Emmanuelle [00:08:58] C'est passionnant, c'est passionnant et j'aime t'entendre parler de tout ça. Tes expériences sont extrêmement variées, riches aussi. Tu as parlé de nouveaux pays, de nouveaux systèmes, mais tu n'as pas parlé de nouvelle langue. Est-ce que tes filles ont toujours été scolarisées dans un système francophone? 

Rola [00:09:16] Non, en fait non. C'était pas le cas au Qatar, comme elles avaient le français comme langue seconde. Mais finalement parce qu'elles sont arrivées ici à trois ans, puis à cinq ans, au début, surtout, la petite, elle a vraiment résisté. Elle voulait pas apprendre une nouvelle langue, elle veut tout le temps parler en arabe, mais parce que peut-être, parce que lorsqu'on est jeune, l'intégration parfois est plus simple, plus rapide, ça fonctionne bien par la suite. Mais moi aussi j'étais comme... j'ai préféré qu'elles maîtrisent plusieurs langues en même temps l'arabe, le français, l'espagnol et l'anglais. Mais on a pas le droit ici, parce qu'il faut passer vraiment par le système francophone et je comprends cet enjeu, que je voulais qu'elles apprennent plusieurs langues en même temps français, anglais, espagnol. Puis à la maison on parle l'arabe, on lit en arabe aussi. On regarde la télévision en arabe, en français, en anglais. Donc je suis contente qu'elles soient multilingues maintenant. Mais c'est pas facile, hein, c'est pas facile. 

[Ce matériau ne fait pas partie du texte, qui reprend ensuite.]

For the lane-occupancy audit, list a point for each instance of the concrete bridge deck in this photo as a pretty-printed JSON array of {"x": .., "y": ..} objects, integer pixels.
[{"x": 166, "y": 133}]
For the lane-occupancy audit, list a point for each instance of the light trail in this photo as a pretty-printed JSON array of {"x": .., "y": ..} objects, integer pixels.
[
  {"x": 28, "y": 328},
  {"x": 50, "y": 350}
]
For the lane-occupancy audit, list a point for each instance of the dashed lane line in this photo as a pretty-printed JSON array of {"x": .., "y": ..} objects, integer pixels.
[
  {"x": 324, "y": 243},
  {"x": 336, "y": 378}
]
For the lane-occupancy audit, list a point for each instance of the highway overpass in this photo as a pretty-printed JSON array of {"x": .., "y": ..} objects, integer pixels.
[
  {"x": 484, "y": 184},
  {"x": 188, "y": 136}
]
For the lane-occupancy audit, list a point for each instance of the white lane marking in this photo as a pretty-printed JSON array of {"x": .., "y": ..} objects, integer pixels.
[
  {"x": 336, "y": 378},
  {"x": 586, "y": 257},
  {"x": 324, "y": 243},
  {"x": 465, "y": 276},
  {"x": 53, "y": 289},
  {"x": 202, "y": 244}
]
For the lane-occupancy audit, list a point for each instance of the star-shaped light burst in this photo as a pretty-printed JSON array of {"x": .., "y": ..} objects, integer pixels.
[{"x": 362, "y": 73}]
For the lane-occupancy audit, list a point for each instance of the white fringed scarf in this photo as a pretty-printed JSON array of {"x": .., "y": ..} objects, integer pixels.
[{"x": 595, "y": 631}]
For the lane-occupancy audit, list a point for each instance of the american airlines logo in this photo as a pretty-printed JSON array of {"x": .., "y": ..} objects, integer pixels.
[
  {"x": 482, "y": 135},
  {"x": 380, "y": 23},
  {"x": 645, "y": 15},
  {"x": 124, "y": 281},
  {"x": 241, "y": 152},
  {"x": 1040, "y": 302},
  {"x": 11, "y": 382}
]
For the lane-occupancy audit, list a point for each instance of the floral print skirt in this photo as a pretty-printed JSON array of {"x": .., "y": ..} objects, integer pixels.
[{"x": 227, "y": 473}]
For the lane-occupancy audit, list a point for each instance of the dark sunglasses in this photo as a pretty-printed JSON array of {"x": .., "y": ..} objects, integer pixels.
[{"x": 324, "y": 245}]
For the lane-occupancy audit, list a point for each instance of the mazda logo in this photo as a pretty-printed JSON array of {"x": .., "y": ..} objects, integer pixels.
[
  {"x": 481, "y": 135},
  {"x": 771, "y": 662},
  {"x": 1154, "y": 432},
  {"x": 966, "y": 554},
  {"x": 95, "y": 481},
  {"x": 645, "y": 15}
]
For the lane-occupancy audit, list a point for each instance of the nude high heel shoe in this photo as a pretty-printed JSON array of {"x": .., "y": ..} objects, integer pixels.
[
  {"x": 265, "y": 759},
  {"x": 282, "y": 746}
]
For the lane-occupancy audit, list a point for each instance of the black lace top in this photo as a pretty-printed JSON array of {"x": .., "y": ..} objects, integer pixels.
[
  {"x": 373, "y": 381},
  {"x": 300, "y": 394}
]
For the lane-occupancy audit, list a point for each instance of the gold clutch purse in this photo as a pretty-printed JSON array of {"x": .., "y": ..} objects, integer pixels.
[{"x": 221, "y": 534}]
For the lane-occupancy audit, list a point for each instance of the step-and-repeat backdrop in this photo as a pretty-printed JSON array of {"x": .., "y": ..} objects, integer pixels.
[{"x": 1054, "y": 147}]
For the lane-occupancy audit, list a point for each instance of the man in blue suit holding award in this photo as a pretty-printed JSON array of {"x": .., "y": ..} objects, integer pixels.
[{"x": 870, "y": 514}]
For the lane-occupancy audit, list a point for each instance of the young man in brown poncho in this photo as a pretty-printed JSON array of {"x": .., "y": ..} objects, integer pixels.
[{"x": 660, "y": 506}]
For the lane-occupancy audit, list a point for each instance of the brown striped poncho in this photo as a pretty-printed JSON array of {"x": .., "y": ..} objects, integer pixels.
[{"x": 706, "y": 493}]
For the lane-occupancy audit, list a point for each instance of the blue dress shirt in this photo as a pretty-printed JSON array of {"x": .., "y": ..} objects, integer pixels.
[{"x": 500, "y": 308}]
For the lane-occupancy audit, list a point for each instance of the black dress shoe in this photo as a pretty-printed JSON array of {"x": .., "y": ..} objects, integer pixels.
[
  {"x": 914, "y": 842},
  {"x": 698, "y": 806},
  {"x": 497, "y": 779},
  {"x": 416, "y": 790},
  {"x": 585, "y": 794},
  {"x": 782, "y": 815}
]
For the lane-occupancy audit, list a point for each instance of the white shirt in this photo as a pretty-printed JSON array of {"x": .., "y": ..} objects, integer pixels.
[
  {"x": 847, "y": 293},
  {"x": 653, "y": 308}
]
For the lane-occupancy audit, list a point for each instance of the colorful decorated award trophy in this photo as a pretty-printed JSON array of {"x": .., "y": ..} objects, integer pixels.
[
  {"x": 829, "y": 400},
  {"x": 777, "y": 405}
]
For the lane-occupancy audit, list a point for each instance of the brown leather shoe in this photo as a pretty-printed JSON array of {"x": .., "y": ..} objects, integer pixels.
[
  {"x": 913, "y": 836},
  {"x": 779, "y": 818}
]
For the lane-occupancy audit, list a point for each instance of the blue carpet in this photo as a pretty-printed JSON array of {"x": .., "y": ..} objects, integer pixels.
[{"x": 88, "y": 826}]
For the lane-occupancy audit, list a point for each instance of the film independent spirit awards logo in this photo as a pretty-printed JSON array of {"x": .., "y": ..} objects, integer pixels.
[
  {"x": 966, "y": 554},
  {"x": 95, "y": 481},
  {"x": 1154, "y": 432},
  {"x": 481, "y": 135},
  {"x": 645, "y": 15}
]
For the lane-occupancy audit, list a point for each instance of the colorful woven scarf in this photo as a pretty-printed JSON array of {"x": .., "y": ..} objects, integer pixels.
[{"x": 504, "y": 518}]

Emmanuelle [00:10:20] C'est un défi, mais un défi dans le bon sens du terme. C'est un défi intellectuel, un défi émotionnel. Est-ce qu'il y a une langue que tu considères plus comme ta langue maternelle que l'autre? 

Rola [00:10:32] Oui, c'est l'arabe. L'arabe, c'est ma langue maternelle, oui. Pour les filles je sais pas vraiment. Peut-être c'est différent, je sais pas elles sont à l'aise plus avec quelle langue. Mais pour moi c'est l'arabe. 

Emmanuelle [00:10:46] Alors on comprend bien comment tes expériences ont contribué à ta compréhension des défis. Mais maintenant, la majorité de ton travail se situe dans un cadre éducatif, le cadre de l'école et tu t'es intéressée à la question des enseignants. Alors tu as été enseignante toi-même, directrice. Est-ce que tu peux nous parler un petit peu plus de ça, de comment est-ce que tu as pu te déplacer dans ce que pouvaient vivre les enseignants et la manière dont ils comprennent ces défis ou non d'ailleurs? 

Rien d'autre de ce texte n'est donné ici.